As for the PVA composite fiber sponges MNS1 to MNS3 and the PVA composite fiber non-woven fabrics MNW1 to MNW3, similar excellent slow-release effects of sulforaphane can also be observed. Table 7. The sulforaphane release rate of each composite fiber sponge and composite fiber body Sulforaphane release rate (%) Time (Hour) Group 1 3 6 16 twenty four 48 72 96 120 Composite fiber sponge AS2 63.7 92.4 98.7 98.9 99.1 - - - - AS3 13.2 21.3 30.2 38.6 41.5 76.2 85.4 90.4 96.7 AS4 15.7 23.6 35.1 40.3 45.2 78.4 88.2 92.1 98.1 AS5 20.6 30.1 36.9 42.1 50.2 80.6 90.6 95.2 97.8 CS1 52.5 78.3 97.8 98.7 98.7 - - - - CS2 4.3 10.3 15.6 28.4 34.9 50.1 63.2 80.1 90.9 CS3 5.2 14.1 20.2 30.2 37.9 53.2 66.6 84.6 93.2 CS4 6.1 16.5 24.3 31.4 42.5 55.9 72.4 88.5 94.5 PVA composite fiber sponge MNS1 21.5 28.5 37.4 48.3 62.4 82.5 94.6 98.4 - MNS2 24.3 33.1 42.6 53.1 69.3 85.1 97.2 98.3 - MNS3 30.2 36.9 47.2 30.2 70.1 88.5 96.6 97.7 - PVA composite fiber non-woven fabric MNW1 20.3 26.5 34.6 50.6 53.2 79.9 94.6 97.6 - MNW2 25.9 32.9 15.6 28.4 64.9 84.3 97.6 98.3 - MNW3 28.6 37.8 47.2 30.2 67.9 93.2 98.6 97.6 -

Based on the above experimental results, the applicant believes that the composite fiber sponge or composite fiber body prepared by using the polysaccharide-based composite fiber containing the extract product of the cruciferous (Brassicaceae) plant containing sulforaphane can release sulforaphane slowly Sulforaphane, and can exert the pharmacological activity of sulforaphane for a long time.

All patents and literature cited in this specification are hereby incorporated by reference in their entirety. In case of conflict, the detailed description of the case (including definitions) will prevail.

While the invention has been described with reference to specific examples thereof, obviously many modifications and variations can be made without departing from the scope and spirit of the invention. It is therefore intended that the present invention be limited only as indicated by the claims attached hereto.

Claims (6)

A composite fiber sponge containing sulforaphane, which is formed by molding and cross-linking a composite solution, wherein the composite solution contains a composite fiber containing an extract product of a Brassicaceae plant, polysaccharide and carboxymethylcellulose fiber, an extract of this cruciferous plant that contains sulforaphane. The composite fiber sponge according to claim 1, wherein the composite fiber containing the cruciferous plant extract is formed by a fiber mother liquor, wherein the fiber mother liquor comprises: the cruciferous plant extract and polysaccharide.
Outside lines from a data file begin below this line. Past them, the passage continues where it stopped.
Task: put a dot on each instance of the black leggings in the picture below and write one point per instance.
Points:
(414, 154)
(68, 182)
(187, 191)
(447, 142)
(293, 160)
The composite fiber sponge as claimed in item 2, wherein the extract product of the cruciferous plant is obtained by using a cruciferous plant extract containing myrosinase to a cruciferous plant extract containing glucosinolate (glucosinolate) Plant material is produced by subjecting it to hydrolysis. The composite fiber sponge according to any one of claims 1 to 3, wherein the cruciferous plant is selected from the group consisting of: cabbage, broccoli, cauliflower, cabbage, turnip, mustard greens, bok choy, Cabbage, and combinations thereof. The composite fiber sponge according to claim 1 or 2, wherein the polysaccharide is selected from the group consisting of alginate, chitosan, and combinations thereof. A complex fiber body containing sulforaphane, which comprises: A substrate, which is a composite fiber sponge as in any one of claims 1 to 5; and a functional layer coated on the substrate, which is formed by electrospinning a mixed solution, wherein the The mixture contains an extract of cruciferous plants containing sulforaphane, and polyvinyl alcohol.